The New Zealand-made ghost story has not had a particularly happy history on film. Not that there is a vast representative body of films to select from, however the universal disappointments we have include the almost entirely forgotten likes of Mr Wrong (1985) and The Returning (1991), Peter Jackson’s miscalculated comedy The Frighteners (1996) and David Blyth’s anaemic Ghost Bride (2013), while the following year NZ also produced the quickly forgettable The Dead Room (2015). Housebound seems to be one effort that is changing that and generated some extremely favourable press in its tour of major international genre film festivals. The film represents a directorial debut for Gerard Johnstone.

It is probably the result of the film’s own hype but I ended up feeling disappointed with Housebound. I want to say this with a great deal of caution – being a former New Zealander, I feel under some obligation to be an ambassador for the country and push its local product as it attempts to punch above its weight in the international arena and feel a bit of a fink in letting the home team down. Even more so when people among the production cast are personal friends.

Housebound is amusing – it is probably even the film that Peter Jackson should have been making with the misguided The Frighteners – but it feels long way from the new genre classic that much of the hype is pushing it as. The basic premise is a riff on Disturbia (2007) – the youth imprisoned on home detention only to find something amiss in the neighbourhood – a serial killer next door in Disturbia, that they are living in a haunted house here. Indeed, the entire premise of the woman on home detention finding the house she is in to be haunted was done before in Eric Red’s more serious, non-comedic 100 Feet (2008) starring Famke Janssen and was subsequently reissued in Dark Summer (2015).

Rima Te Wiata and Morgana O’Reilly in Housebound (2014)
(l to r) Rima Te Wiata and Morgana O’Reilly

It took me a long time to engage in Housebound. Much of it is clearly played for comedy but this falls into the mumsy and easy laughs that often passes for comedy on New Zealand screens. Aside from the local work of art Rima Te Wiata’s fine playing of Morgana O’Reilly’s dully middle-of-the-road mother, this amiably courses along feeling like it is getting worked up about something that should make you laugh but never hits its stride.

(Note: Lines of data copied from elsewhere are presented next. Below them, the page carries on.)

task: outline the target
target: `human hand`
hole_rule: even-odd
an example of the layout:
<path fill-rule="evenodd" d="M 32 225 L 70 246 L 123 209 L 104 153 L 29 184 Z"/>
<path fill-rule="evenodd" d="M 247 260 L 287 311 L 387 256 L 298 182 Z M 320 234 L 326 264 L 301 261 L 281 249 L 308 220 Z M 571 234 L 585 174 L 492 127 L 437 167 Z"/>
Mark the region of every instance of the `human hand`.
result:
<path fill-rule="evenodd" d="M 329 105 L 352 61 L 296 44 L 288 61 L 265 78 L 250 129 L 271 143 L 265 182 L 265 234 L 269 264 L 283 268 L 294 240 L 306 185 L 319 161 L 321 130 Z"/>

Similarly, when it comes to the horror angle, Gerard Johnstone produces a couple of minor jolts but there is never the sense that you are riveted to your seat and being made to jump out of it as you go in expecting.

During the first two-thirds, the plot winds its way through a good many familiar genre tropes – the discovery of the house with the past; the dead girl wanting someone to expiate her crimes in the present; the heroine being disbelieved or frustrated from getting help because of her dubious past; the evidence pointing at the sinister recluse next door; as well as substantial appropriation of the hoary old Mad Relative in the Cellar plot. Everything here feels overly familiar if you have spent your time in the trenches watching enough horror movies.

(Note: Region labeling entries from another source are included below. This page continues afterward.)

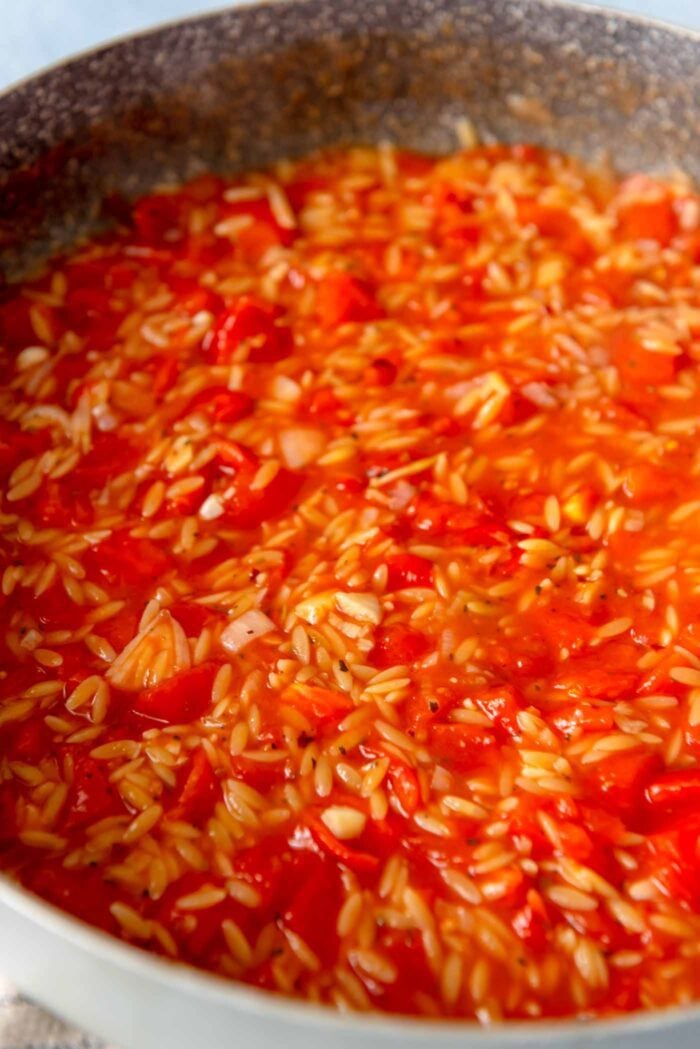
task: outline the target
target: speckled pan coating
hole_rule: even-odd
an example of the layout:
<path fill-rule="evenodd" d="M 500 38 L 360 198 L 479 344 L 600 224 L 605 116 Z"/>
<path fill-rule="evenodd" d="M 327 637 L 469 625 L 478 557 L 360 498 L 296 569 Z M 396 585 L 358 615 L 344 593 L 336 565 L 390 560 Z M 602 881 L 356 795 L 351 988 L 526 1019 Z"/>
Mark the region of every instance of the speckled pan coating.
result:
<path fill-rule="evenodd" d="M 130 38 L 0 98 L 0 264 L 93 231 L 110 194 L 334 143 L 447 150 L 464 113 L 698 177 L 700 36 L 542 0 L 290 0 Z"/>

It is only in the last third that Housebound emerges out of its easy safe humour and tepid jumps into what we have been expecting it to be. The plot goes into hyperkinetic overdrive with a series of twists and turns that manage to unearth all manner of suspects, alternate explanations and people hiding in the house. These turns are entertaining as they are increasingly improbable. (The end of the film, for instance, left me confused as to whether there actually was any ghost of the dead Lizzie in the house or not).

Rather amusing are the climactic scenes with Morgana O’Reilly and Rima Te Wiata fighting off the villain of the show with everything from cheese graters to laundry hampers and xylophones, which finally hit the wacky humour stride you wanted the film to an hour ago. This does redeem Housebound somewhat. However, I look back at the astonishing breakout success on the New Zealand scene of Peter Jackson’s Bad Taste (1988) twenty-six years ago and in comparison Housebound seems lacking.

Director Gerard Johnstone subsequently went on to have a modest international hit with the killer artificially intelligent doll film M3gan (2022).